The Melnikov method and subharmonic orbits in a piecewise smooth system

TL;DR

This paper analyzes the existence of subharmonic orbits in a two-dimensional piecewise smooth Hamiltonian system with impacts, using Melnikov methods to establish conditions for periodic orbits under perturbations.

Contribution

It extends Melnikov theory to piecewise smooth Hamiltonian systems with impacts, providing rigorous conditions for subharmonic orbit existence and heteroclinic splitting.

Findings

Existence of $nT$-periodic impacting orbits under small periodic perturbations.

Conditions for the existence of impacting orbits when crossing discontinuities are large.

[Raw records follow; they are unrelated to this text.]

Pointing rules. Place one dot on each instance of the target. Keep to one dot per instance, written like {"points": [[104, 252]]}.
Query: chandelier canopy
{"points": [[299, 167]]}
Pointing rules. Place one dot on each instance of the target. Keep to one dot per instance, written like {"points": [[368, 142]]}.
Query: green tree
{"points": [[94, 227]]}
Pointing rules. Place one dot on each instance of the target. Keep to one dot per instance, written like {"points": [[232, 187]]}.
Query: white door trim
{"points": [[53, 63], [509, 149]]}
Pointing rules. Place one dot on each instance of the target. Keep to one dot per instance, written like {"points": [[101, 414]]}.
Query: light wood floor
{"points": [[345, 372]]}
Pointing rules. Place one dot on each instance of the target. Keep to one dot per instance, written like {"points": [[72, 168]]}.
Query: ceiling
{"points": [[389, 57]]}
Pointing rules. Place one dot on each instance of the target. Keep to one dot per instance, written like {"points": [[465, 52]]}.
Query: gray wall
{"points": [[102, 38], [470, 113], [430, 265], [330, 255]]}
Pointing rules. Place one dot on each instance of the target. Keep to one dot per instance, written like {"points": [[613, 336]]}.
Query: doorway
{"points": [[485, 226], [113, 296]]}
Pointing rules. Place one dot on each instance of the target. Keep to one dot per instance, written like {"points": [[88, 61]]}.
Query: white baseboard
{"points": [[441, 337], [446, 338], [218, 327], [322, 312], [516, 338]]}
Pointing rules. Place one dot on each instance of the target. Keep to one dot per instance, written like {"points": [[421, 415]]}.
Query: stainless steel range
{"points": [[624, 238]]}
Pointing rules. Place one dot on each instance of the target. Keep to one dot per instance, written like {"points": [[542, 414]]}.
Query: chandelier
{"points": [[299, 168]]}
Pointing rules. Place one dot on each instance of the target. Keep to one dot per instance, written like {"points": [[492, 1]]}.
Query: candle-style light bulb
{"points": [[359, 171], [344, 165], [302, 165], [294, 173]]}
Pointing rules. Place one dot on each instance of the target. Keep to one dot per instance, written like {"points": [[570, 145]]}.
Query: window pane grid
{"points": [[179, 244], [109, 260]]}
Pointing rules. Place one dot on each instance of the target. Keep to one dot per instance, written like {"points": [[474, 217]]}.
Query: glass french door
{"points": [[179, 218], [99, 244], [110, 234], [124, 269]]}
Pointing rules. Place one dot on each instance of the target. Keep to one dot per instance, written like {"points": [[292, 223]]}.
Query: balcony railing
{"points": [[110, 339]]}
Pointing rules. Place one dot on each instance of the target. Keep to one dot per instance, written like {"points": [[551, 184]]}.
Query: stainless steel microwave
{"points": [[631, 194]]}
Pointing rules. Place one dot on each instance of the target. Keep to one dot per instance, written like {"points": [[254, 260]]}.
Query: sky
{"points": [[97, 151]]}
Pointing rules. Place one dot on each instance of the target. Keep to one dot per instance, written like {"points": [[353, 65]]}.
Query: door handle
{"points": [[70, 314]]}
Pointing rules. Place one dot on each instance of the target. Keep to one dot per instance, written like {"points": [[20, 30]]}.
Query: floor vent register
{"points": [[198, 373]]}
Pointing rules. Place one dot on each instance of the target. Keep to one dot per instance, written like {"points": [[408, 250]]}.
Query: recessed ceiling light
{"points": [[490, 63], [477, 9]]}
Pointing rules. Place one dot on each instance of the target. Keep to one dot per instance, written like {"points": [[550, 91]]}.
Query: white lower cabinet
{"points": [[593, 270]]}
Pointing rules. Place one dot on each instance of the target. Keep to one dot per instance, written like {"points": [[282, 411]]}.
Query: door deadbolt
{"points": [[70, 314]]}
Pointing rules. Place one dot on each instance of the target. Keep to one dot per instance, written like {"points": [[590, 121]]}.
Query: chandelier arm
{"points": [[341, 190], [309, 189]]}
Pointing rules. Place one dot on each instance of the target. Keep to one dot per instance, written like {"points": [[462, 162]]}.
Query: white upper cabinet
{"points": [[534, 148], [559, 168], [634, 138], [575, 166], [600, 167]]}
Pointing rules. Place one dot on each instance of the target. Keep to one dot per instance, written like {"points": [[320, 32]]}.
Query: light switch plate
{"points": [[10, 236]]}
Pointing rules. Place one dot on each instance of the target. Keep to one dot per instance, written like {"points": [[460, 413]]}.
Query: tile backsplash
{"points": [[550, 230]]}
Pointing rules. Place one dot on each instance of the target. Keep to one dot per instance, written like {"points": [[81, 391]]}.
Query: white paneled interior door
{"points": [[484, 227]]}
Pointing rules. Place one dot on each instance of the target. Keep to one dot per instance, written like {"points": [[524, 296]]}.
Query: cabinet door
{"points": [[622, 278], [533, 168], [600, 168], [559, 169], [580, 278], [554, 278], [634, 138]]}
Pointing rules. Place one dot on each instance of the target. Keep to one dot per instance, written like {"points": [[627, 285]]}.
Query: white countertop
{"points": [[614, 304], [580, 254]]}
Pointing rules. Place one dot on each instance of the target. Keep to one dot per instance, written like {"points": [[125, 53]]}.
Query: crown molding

Criteria for heteroclinic connection splitting in the system.

Abstract

In this work we consider a two-dimensional piecewise smooth system, defined in two domains separated by the switching manifold $x=0$. We assume that there exists a piecewise-defined continuous Hamiltonian that is a first integral of the system. We also suppose that the system possesses an invisible fold-fold at the origin and two heteroclinic orbits connecting two hyperbolic critical points on either side of $x=0$. Finally, we assume that the region closed by these heteroclinic connections is fully covered by periodic orbits surrounding the origin, whose periods monotonically increase as they approach the heteroclinic connection. When considering a non-autonomous ($T$-periodic) Hamiltonian perturbation of amplitude $\varepsilon$, using an impact map, we rigorously prove that, for every $n$ and $m$ relatively prime and $\varepsilon>0$ small enough, there exists a $nT$-periodic orbit impacting $2m$ times with the switching manifold at every period if a modified subharmonic Melnikov function possesses a simple zero. We also prove that, if the orbits are discontinuous when they cross $x=0$, then all these orbits exist if the relative size of $\varepsilon>0$ with respect to the magnitude of this jump is large enough. We also obtain similar conditions for the splitting of the heteroclinic connections.